Pop culture meets entrepreneurial learning

This fall, McCauliff embraced Ball State’s emphasis on entrepreneurial learning by creating her pop culture class syllabus with her students. That decision sprang from evaluations that praised the class but not its materials.

“Faculty members have to be tinkerers. We have to be willing to fail and learn from that failure. I don’t just want my students to be entrepreneurial; I want them to see me modeling that.”

Kristen McCauliff
assistant professor of communication studies

“I have 70 students at my disposal who are experts in pop culture,” she said. “They read interesting things, have interesting thoughts, are more knowledgeable about movies and television and music and gaming than I am. Why not let them participate?”

Students democratically picked topics for six units, and McCauliff gave guidelines that included a minimum number of sources, which could range from TV to music, YouTube videos to articles about responsible tourism.

She reviewed all recommendations, using some as submitted and others as jumping-off points. She found academic resources to round out ideas, including a new-to-her exploration of mental well-being.

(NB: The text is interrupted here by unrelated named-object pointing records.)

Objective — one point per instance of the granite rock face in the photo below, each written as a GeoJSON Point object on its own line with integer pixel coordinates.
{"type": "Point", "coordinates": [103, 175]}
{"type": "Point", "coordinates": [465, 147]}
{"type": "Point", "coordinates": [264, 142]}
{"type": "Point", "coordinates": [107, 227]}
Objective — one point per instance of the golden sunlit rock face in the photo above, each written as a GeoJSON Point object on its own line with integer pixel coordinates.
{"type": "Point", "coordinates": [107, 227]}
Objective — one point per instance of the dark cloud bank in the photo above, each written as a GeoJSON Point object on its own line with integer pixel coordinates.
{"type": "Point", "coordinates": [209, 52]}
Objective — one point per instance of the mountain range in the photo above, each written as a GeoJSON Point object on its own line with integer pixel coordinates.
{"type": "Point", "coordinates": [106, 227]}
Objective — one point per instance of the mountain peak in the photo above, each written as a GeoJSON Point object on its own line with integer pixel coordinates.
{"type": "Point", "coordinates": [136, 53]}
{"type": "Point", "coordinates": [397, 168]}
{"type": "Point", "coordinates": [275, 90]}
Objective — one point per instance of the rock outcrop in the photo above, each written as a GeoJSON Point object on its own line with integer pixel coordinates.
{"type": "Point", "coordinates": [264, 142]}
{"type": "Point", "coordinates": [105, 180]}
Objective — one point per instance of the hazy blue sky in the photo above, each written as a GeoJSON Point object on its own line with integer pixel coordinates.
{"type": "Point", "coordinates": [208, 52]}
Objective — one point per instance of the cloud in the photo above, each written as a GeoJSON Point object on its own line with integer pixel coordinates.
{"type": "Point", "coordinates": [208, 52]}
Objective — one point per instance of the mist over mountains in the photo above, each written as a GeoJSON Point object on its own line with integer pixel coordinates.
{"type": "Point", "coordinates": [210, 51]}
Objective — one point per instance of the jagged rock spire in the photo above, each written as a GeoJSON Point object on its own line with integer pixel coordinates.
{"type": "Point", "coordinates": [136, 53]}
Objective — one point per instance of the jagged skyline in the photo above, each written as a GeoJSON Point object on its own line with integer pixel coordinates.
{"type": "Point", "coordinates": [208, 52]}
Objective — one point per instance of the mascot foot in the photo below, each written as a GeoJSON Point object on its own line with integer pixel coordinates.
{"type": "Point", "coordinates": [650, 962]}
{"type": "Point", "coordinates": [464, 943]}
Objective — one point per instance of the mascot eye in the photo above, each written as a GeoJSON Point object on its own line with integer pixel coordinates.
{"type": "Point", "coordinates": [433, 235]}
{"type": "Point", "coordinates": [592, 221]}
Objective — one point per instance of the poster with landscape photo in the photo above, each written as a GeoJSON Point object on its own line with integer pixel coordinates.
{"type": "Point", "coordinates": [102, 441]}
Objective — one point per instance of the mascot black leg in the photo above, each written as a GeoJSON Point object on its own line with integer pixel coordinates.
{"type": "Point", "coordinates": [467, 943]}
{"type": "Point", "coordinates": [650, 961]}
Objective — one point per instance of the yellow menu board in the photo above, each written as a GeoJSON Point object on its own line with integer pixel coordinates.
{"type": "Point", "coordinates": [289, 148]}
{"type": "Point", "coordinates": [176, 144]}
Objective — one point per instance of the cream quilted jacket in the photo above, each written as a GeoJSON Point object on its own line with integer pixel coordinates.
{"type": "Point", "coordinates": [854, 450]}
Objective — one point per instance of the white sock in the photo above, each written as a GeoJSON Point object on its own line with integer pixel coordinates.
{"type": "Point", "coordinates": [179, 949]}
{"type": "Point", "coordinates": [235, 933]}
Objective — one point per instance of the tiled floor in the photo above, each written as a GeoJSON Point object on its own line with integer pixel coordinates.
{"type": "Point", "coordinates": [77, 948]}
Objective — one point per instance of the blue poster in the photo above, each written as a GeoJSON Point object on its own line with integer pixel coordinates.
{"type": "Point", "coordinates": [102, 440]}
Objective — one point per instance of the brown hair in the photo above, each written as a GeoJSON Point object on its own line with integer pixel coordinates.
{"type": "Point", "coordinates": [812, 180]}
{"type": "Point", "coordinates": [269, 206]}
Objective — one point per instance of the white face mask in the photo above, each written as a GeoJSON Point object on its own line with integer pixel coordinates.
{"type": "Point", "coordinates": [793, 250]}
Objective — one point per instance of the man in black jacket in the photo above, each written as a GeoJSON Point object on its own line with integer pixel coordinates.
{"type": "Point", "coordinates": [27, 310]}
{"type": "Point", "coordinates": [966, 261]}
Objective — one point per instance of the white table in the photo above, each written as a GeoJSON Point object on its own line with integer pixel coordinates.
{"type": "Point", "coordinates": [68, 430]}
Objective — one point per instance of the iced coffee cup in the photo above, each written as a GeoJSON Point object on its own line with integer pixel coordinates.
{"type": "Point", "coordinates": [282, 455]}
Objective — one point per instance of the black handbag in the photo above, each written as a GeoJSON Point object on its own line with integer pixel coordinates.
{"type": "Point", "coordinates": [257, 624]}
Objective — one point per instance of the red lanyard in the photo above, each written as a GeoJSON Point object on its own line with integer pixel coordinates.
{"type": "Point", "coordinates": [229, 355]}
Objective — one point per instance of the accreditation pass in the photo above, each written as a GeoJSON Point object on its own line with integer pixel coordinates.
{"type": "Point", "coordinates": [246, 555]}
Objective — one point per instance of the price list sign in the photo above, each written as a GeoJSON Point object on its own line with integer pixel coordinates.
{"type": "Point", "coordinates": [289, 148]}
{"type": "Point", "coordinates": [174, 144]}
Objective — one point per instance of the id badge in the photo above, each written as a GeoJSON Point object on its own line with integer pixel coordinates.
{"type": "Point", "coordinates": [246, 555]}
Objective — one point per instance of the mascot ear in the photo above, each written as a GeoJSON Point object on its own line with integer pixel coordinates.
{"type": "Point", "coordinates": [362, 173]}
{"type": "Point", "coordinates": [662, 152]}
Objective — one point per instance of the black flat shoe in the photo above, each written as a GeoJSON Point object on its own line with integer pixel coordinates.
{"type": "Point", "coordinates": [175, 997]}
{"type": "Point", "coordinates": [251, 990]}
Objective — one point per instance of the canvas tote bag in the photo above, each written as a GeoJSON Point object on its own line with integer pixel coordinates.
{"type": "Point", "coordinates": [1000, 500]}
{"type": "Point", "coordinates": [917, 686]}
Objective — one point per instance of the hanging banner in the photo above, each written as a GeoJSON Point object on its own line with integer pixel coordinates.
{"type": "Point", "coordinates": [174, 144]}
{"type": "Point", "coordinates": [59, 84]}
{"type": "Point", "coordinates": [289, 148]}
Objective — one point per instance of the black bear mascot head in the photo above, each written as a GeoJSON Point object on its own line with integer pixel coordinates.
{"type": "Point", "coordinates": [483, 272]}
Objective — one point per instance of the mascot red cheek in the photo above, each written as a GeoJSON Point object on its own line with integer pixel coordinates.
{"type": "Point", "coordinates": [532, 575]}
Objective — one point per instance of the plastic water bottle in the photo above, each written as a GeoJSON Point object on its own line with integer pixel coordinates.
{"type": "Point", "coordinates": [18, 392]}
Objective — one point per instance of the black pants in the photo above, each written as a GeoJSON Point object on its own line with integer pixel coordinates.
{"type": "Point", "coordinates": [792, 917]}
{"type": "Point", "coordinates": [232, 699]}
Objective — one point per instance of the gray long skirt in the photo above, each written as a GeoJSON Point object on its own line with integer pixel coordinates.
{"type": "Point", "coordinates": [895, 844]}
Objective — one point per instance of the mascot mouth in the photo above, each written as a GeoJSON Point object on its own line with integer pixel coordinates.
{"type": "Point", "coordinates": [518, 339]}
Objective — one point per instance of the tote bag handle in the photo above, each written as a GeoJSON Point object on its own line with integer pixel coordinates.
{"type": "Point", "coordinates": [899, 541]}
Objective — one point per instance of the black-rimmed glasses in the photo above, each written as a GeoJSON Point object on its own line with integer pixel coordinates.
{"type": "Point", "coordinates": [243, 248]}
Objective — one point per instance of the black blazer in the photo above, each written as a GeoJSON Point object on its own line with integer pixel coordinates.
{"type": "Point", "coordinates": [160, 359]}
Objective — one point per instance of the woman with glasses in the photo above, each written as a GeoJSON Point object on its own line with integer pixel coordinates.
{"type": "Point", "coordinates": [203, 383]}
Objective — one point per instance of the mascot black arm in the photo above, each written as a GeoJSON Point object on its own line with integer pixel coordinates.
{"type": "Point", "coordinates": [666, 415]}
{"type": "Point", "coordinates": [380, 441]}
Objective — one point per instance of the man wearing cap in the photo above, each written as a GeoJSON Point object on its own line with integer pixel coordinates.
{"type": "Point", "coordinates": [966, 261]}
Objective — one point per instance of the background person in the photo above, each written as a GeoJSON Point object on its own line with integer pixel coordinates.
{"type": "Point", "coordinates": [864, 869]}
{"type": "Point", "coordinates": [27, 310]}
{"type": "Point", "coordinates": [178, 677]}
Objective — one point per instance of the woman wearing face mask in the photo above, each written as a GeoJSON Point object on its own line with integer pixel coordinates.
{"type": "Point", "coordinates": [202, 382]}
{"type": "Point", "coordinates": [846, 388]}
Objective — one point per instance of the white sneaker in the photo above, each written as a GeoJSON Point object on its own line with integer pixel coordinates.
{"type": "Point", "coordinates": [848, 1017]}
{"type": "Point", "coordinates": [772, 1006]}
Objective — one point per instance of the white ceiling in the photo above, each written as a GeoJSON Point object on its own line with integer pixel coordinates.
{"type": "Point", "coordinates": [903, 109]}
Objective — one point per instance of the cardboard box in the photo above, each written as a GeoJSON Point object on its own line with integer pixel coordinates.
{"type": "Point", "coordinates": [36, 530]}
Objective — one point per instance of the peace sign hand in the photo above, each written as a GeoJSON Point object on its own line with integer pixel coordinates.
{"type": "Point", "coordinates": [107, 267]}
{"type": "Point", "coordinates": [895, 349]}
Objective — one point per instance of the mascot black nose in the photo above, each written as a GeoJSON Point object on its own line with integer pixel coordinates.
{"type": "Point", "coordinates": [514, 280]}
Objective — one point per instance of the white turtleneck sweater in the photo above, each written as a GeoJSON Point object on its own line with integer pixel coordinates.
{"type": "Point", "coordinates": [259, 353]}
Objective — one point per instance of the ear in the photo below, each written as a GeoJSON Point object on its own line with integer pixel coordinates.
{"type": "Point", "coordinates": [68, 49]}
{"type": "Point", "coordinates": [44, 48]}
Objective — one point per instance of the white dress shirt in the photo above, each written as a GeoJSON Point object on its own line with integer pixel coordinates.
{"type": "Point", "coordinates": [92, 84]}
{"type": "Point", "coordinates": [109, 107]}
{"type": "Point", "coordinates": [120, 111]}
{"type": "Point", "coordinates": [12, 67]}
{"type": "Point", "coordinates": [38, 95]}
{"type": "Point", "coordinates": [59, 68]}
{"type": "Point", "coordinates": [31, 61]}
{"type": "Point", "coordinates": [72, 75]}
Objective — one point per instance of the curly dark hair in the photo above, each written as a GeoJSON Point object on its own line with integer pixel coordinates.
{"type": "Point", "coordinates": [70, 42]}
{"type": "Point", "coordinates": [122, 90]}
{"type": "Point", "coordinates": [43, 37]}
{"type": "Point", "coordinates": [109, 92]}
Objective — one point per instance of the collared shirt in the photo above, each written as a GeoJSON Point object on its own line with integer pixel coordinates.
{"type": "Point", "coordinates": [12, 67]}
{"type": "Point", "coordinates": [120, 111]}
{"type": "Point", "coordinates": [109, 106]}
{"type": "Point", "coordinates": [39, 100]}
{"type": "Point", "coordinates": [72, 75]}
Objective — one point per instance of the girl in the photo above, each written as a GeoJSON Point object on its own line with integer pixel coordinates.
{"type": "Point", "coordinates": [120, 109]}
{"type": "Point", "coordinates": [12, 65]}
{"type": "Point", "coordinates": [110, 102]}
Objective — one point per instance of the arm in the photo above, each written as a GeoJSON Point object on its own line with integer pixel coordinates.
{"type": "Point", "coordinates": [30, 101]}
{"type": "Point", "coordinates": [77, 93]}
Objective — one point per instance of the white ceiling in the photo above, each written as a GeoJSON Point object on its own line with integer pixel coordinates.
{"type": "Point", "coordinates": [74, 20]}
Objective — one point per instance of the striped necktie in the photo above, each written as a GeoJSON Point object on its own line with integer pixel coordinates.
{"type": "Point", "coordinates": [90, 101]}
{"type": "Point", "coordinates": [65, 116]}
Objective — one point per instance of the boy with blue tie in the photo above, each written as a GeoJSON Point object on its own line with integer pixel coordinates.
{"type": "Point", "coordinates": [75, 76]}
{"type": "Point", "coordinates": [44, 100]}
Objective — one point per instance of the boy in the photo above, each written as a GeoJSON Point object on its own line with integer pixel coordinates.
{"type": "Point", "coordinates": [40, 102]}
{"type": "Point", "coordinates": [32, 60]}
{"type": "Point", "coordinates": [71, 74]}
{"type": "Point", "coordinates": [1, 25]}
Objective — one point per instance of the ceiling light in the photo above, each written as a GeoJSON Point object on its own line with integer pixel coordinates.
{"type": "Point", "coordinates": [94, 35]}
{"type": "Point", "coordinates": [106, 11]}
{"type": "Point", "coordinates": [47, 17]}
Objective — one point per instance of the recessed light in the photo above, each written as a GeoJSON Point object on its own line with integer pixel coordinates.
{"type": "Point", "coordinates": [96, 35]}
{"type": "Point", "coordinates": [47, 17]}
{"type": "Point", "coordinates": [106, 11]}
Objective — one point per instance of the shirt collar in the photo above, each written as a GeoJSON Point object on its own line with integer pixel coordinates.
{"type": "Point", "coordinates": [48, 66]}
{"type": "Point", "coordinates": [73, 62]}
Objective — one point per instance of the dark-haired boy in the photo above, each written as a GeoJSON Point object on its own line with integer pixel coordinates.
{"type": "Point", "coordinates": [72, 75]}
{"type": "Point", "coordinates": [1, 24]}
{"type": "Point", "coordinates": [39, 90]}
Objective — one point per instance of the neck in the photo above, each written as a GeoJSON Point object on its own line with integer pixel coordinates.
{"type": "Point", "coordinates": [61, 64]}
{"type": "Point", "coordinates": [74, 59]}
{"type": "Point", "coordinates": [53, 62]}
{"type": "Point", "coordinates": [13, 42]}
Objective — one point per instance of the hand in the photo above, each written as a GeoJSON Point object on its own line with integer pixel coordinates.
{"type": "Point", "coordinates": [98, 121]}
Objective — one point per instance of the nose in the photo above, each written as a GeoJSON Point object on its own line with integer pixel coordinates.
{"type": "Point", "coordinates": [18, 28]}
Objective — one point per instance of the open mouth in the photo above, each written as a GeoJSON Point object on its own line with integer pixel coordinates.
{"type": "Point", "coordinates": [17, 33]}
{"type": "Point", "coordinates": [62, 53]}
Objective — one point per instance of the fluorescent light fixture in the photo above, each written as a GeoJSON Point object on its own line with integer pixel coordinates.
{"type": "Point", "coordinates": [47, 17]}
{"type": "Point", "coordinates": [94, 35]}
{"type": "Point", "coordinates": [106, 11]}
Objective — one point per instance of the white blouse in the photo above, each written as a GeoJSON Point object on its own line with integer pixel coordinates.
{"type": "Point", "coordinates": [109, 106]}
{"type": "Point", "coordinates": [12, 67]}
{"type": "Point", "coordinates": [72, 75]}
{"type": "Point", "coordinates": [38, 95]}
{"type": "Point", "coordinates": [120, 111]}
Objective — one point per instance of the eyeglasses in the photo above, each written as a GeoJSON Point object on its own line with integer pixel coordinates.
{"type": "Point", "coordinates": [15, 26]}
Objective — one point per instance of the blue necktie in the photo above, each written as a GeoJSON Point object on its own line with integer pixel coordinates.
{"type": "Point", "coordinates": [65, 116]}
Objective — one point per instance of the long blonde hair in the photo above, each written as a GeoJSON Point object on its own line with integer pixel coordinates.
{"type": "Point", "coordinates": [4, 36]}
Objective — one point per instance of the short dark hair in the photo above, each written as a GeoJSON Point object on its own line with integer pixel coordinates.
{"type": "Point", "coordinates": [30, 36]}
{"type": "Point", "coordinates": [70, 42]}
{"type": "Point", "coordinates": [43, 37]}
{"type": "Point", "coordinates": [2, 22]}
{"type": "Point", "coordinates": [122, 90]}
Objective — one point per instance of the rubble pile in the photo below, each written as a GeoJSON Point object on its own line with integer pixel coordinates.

Such collaboration dovetails with two of her beliefs.

First, faculty members must be entrepreneurial learners. “We have to be tinkerers. We have to be willing to fail and learn from that failure. I don’t just want my students to be entrepreneurial; I want them to see me modeling that.”

And she said she’s led, as a feminist, to diffuse some of her power as a teacher.

Said Glen Stamp, her departmental chair: “She’s very aware of the dynamic of power and lets students have a certain amount of control, but she’s still guiding them. They have responsibility that they don’t in other classes.”

The daring required to have students actively participate in their learning draws praise. “She’s been willing to take those risks that many teachers won’t,” said Beth Messner, associate professor of communication studies, whom McCauliff calls her mentor.

“It takes an incredible amount of energy and dedication to demonstrate a true commitment to student-centered teaching. I think she’s an exemplar of that.”

The rewards of being student-centered

Kochmer, McCauliff’s former teaching assistant, has clearly benefitted from the student-centered approach and continues to as she expects to earn her master’s in May with McCauliff as her adviser. Then Kochmer plans to enter a PhD program.

As a Ball State undergrad, she planned to use her political science major to work on campaigns. Kochmer added a communication studies minor to look better to potential employers and took McCauliff’s rigorous rhetorical criticism class.

“She’s available to students and explains content in a way that makes it manageable and interesting. She uses humor, and she keeps content constantly fresh.”

Students and colleagues are happy. So is McCauliff. When she talks about being a better teacher, you hear joy, energy and a light spirit in her voice. “I love teaching, and I’m grateful for my chair and my colleagues and the administration for taking teaching seriously.”

With all the praise she’s gotten, what’s she proudest of?

She quickly quotes from a student evaluation: “I don’t agree with Kristen about anything, and that’s OK, because she still helped me learn.”

“It kind of makes me emotional,” McCauliff said, “because that’s what I have been working toward for these last six years – to be the type of person who could be that in the classroom space. I’ve worked really hard to be an inclusive, supportive, learner-centered teacher.

“I don’t want them to all agree with me. I just want them all to feel they had a space and a voice and a say.”